Dennoch sei ihre Diplomarbeit von dem Zweitprüfer nach Kriterien bewertet
worden, die nicht mit ihr oder mit der Erstprüferin als zuständige Betreuerin
abgesprochen worden seien. Aus der Stellungnahme der Erstprüferin Dr. G.
folge, dass diese für die Bearbeitung der Teile der Arbeit, auf welche der
Zweitprüfer seine entscheidungserhebliche Kritik stütze, nur lobende Worte
finde. Die Diplomprüfungsordnung gehe in ihren Vorschriften über die
Notenbildung erkennbar davon aus, dass es zumindest eine einheitliche
Anwendung der Anforderungen an ein wissenschaftliches Arbeiten geben
müsse. Während sie sich schon im Vorfeld der Diplomarbeit regelgerecht
verhalten habe, habe sie der Zweitprüfer nicht auf seine besonderen Vorgaben
hingewiesen. Wäre dies erfolgt, hätte sie den Anforderungen des Zweitprüfers
in ihrer Arbeit Rechnung tragen können.
Die Klägerin beantragt,
den Bescheid der Beklagten vom 11. Januar 2012 über die Note der
Diplomarbeit in der Gestalt des Widerspruchsbescheids der Beklagten
vom 21. Juni 2012 aufzuheben und die Beklagte zu verpflichten, über
die Note der Diplomarbeit zu dem Thema „Betriebliches
Gesundheitsmanagement - die Gesundheit …“ unter Beachtung der
Rechtsauffassung des Gerichts neu zu entscheiden.
Die Beklagte beantragt,
die Klage abzuweisen.
Die Beklagte trägt vor, dass die Klägerin am Institut Marketing & Management
an vier Lehrveranstaltungen teilgenommen habe. Im Seminar „Internationales
Marketing und Investitionsgütermarketing“ habe es im Sommersemester 2010
aus Anlass der Bewertung ihres Vortrags ein klärendes Gespräch zwischen ihr
und Prof. Dr. H. gegeben. In diesem Gespräch sei auch auf die
Bewertungskriterien und die Ansprüche an eine wissenschaftliche Arbeit am
Institut Marketing & Management eingegangen worden. Herr Dr. I. habe in dem
Gespräch mit der Klägerin nicht die Aussage getroffen, dass die Bewertung
durch den Zweitprüfer nach den Bewertungsmaßstäben des Erstprüfers
erfolge. Entsprechendes sei der Klägerin von der
wirtschaftswissenschaftlichen Fakultät nie zugesichert worden.

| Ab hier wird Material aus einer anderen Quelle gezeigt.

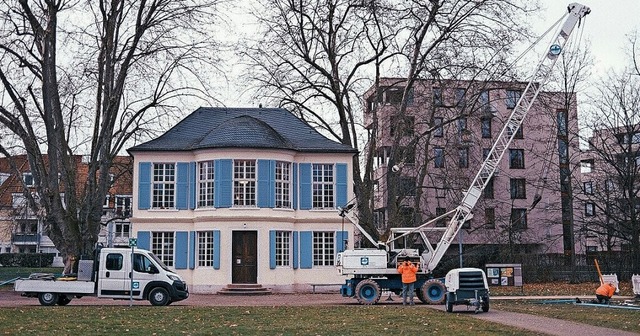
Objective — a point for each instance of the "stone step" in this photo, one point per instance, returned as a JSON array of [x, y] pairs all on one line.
[[244, 289]]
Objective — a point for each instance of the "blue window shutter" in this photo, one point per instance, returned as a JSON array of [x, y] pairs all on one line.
[[342, 237], [264, 185], [144, 185], [295, 186], [182, 185], [182, 249], [272, 249], [144, 240], [192, 185], [216, 249], [306, 249], [295, 249], [341, 184], [192, 249], [223, 183], [305, 186]]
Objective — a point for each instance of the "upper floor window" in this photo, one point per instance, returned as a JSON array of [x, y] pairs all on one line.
[[437, 97], [283, 184], [123, 205], [206, 177], [244, 183], [323, 186], [512, 98], [485, 127], [438, 157], [27, 178], [164, 185], [438, 130], [516, 158]]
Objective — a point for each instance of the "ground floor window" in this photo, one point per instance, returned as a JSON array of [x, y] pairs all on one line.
[[205, 248], [323, 248], [283, 248], [162, 245]]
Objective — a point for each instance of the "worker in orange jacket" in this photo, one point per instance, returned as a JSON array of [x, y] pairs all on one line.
[[408, 271], [605, 292]]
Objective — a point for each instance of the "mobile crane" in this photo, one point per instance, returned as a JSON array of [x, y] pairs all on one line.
[[374, 269]]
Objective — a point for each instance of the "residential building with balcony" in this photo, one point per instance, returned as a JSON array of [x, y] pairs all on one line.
[[243, 196], [443, 136]]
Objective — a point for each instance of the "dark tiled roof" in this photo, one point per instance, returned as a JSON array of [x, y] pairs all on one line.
[[221, 127]]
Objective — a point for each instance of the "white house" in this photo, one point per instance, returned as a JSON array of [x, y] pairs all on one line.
[[243, 196]]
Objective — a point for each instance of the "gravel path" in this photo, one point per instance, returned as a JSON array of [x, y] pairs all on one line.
[[534, 323]]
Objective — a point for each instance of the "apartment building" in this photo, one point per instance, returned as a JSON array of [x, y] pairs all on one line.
[[444, 135]]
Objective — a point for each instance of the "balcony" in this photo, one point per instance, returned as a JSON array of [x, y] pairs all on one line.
[[25, 238]]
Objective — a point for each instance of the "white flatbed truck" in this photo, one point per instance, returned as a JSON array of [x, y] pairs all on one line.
[[110, 276]]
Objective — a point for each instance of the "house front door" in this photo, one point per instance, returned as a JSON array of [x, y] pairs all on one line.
[[245, 257]]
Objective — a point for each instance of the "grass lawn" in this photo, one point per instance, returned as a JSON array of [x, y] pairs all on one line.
[[334, 320]]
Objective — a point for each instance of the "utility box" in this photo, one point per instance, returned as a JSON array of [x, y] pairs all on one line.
[[504, 274]]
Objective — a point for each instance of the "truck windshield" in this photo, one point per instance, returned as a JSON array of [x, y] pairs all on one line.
[[159, 262]]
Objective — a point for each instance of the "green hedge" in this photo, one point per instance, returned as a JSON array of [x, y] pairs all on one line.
[[26, 259]]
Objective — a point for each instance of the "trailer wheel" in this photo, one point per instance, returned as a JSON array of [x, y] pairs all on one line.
[[448, 303], [159, 296], [433, 291], [48, 299], [63, 300], [368, 292], [485, 304]]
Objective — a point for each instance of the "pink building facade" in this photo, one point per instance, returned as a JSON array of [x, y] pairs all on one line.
[[444, 134]]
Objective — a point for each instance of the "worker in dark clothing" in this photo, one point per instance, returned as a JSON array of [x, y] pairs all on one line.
[[604, 293]]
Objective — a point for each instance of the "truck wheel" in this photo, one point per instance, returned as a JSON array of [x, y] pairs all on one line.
[[448, 303], [368, 292], [485, 304], [48, 299], [159, 296], [63, 300], [433, 291]]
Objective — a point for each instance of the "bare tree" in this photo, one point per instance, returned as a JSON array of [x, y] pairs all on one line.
[[318, 57], [99, 74]]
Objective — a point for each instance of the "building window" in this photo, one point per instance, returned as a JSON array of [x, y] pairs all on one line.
[[512, 98], [323, 248], [162, 246], [205, 248], [461, 97], [463, 157], [437, 97], [442, 222], [27, 178], [283, 248], [438, 131], [122, 229], [407, 186], [488, 189], [438, 157], [404, 125], [244, 183], [485, 127], [123, 205], [164, 185], [283, 185], [588, 188], [323, 194], [206, 177], [490, 218], [589, 209], [518, 188], [516, 158], [519, 218]]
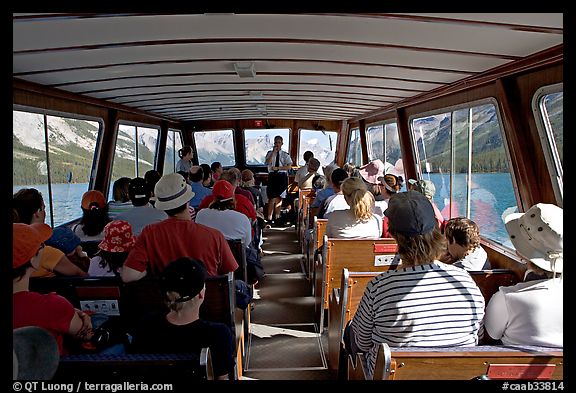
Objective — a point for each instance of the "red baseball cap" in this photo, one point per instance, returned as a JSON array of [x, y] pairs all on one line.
[[27, 240], [223, 190]]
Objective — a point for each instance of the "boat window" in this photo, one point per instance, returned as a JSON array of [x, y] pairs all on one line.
[[134, 144], [258, 141], [173, 144], [61, 172], [215, 145], [354, 153], [320, 142], [548, 105], [462, 152], [383, 143]]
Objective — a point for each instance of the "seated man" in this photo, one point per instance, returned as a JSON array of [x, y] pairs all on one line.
[[182, 330], [464, 249]]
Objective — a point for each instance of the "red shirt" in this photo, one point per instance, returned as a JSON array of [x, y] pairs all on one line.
[[163, 242], [49, 311]]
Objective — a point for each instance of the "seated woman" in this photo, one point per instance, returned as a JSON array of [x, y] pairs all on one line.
[[113, 249], [464, 249], [423, 303], [531, 312], [358, 221], [182, 329]]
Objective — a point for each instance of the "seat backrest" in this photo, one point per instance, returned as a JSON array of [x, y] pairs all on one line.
[[463, 363], [238, 249], [188, 365], [489, 281]]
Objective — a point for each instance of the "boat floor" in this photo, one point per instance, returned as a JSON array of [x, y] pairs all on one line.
[[284, 343]]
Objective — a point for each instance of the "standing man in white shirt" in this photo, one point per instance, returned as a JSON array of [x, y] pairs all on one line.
[[278, 162]]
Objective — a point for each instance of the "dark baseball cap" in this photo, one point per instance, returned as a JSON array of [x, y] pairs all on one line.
[[410, 213], [185, 276]]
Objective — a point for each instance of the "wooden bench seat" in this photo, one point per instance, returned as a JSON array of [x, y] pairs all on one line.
[[462, 363]]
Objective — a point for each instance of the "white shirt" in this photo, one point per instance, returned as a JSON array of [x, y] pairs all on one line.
[[232, 224], [285, 159], [528, 313], [343, 224]]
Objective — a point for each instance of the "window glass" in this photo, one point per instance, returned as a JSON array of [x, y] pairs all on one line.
[[133, 144], [384, 144], [257, 142], [321, 143], [354, 154], [173, 144], [213, 146], [71, 152], [462, 153]]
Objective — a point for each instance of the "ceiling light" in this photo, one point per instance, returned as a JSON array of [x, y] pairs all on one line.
[[245, 70]]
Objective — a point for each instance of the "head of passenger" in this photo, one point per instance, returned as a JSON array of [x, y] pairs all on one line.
[[247, 178], [139, 192], [223, 193], [425, 187], [183, 283], [358, 198], [94, 212], [538, 236], [413, 225], [173, 194], [196, 174], [29, 206], [462, 235], [117, 243], [319, 182], [120, 190], [27, 245]]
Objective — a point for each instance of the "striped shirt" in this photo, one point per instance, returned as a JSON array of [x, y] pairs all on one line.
[[433, 305]]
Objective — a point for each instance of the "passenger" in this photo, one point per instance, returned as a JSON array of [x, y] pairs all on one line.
[[185, 161], [64, 239], [216, 168], [327, 191], [358, 221], [423, 303], [178, 236], [200, 192], [278, 162], [113, 249], [531, 312], [304, 169], [182, 330], [392, 185], [121, 202], [94, 216], [428, 188], [151, 177], [234, 225], [30, 209], [207, 179], [36, 355], [464, 249], [49, 311], [142, 213], [337, 200]]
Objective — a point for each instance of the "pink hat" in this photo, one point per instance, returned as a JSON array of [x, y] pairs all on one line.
[[372, 171], [117, 237]]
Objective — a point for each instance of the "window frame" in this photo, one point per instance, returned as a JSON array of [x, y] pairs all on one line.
[[550, 150], [97, 153]]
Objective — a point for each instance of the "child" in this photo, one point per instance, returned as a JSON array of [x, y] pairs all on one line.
[[464, 249], [114, 248]]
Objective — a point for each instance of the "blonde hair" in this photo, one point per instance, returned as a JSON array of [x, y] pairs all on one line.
[[360, 200]]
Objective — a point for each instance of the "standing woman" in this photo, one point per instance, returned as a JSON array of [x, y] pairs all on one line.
[[185, 161]]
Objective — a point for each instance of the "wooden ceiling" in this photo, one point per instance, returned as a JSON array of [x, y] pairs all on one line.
[[307, 66]]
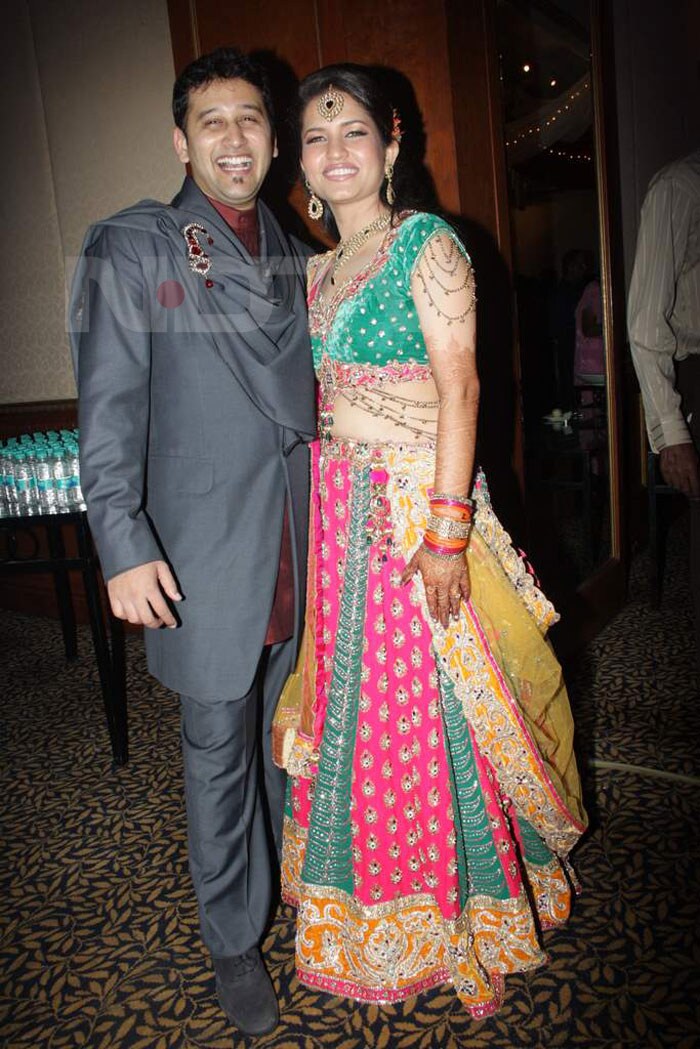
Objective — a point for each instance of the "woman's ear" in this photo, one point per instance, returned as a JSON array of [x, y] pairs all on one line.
[[391, 152]]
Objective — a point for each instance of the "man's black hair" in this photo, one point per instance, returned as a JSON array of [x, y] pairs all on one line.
[[225, 63]]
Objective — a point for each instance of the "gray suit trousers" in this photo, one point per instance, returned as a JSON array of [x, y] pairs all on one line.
[[235, 799]]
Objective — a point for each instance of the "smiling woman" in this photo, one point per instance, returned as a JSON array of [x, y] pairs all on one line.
[[228, 141], [435, 795]]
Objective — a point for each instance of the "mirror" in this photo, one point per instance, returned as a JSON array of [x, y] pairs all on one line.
[[550, 145]]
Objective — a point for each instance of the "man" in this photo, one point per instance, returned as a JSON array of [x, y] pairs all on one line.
[[663, 317], [196, 392]]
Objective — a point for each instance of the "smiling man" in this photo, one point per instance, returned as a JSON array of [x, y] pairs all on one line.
[[196, 399]]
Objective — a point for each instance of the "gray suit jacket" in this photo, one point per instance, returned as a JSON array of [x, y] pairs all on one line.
[[196, 397]]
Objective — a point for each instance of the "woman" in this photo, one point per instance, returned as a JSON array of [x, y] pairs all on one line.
[[433, 794], [590, 354]]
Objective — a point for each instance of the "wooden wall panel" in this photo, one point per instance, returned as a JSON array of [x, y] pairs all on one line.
[[288, 27]]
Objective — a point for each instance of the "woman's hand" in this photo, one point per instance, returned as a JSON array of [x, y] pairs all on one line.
[[446, 583]]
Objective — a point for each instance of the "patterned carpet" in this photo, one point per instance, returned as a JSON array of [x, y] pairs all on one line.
[[100, 944]]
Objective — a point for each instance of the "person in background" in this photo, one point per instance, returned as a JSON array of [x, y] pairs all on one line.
[[663, 321], [564, 300]]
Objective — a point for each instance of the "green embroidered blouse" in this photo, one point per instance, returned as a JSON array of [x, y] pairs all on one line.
[[372, 319]]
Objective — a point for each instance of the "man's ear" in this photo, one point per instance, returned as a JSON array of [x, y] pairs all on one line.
[[179, 144]]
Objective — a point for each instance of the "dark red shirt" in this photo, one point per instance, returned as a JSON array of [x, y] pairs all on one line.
[[280, 627]]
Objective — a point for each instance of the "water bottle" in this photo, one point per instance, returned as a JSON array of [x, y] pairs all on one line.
[[25, 480], [4, 506], [76, 493], [8, 484], [45, 486], [61, 474]]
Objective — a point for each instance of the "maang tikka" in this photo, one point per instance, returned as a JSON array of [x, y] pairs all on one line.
[[331, 104], [315, 206]]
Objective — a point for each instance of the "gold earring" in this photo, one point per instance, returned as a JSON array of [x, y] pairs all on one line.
[[390, 195], [315, 206]]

Die Beklagte vertritt die Auffassung, dass sich die Bewertung der Hausarbeit
durch den Zweitprüfer Prof. Dr. H. im Rahmen des prüfungsspezifischen
Beurteilungsspielraums halte. Dieser beinhalte es als verfassungsrechtlich
zwingendes Gebot, eine selbständige und eigenverantwortliche, nur seinem
eigenen Wissen und Gewissen verpflichtete Bewertungsentscheidung zu
treffen. Dieses wäre ihm verwehrt, wenn er sich an die Beurteilungsmaßstäbe
der Erstprüferin halten müsste. § 22 Abs. 5 Satz 5 DPO regele nur die
Betreuung der Diplomandin durch die Erstprüfende, räume dieser aber nicht
die Befugnis zur verbindlichen Festlegung von für beide Prüfenden
verbindliche Bewertungsmaßstäbe ein. Eine diesbezügliche Zusicherung oder
Vereinbarung, die unwirksam gewesen wäre und eine Abweichung vom
Zweiprüferprinzip bedeutete, habe es nicht gegeben. Über die abweichenden
Bewertungsmaßstäbe des Instituts Marketing & Management sei der Klägerin
umfassend informiert gewesen. Zum einen aus dem Besuch der
Lehrveranstaltungen und dem Gespräch mit Dr. Langner und Prof. Dr. H.. Zum
anderen habe das Institut auf seiner Website in mehreren Dokumenten
vertiefende Hinweise zur Anfertigung wissenschaftlicher Arbeiten gegeben.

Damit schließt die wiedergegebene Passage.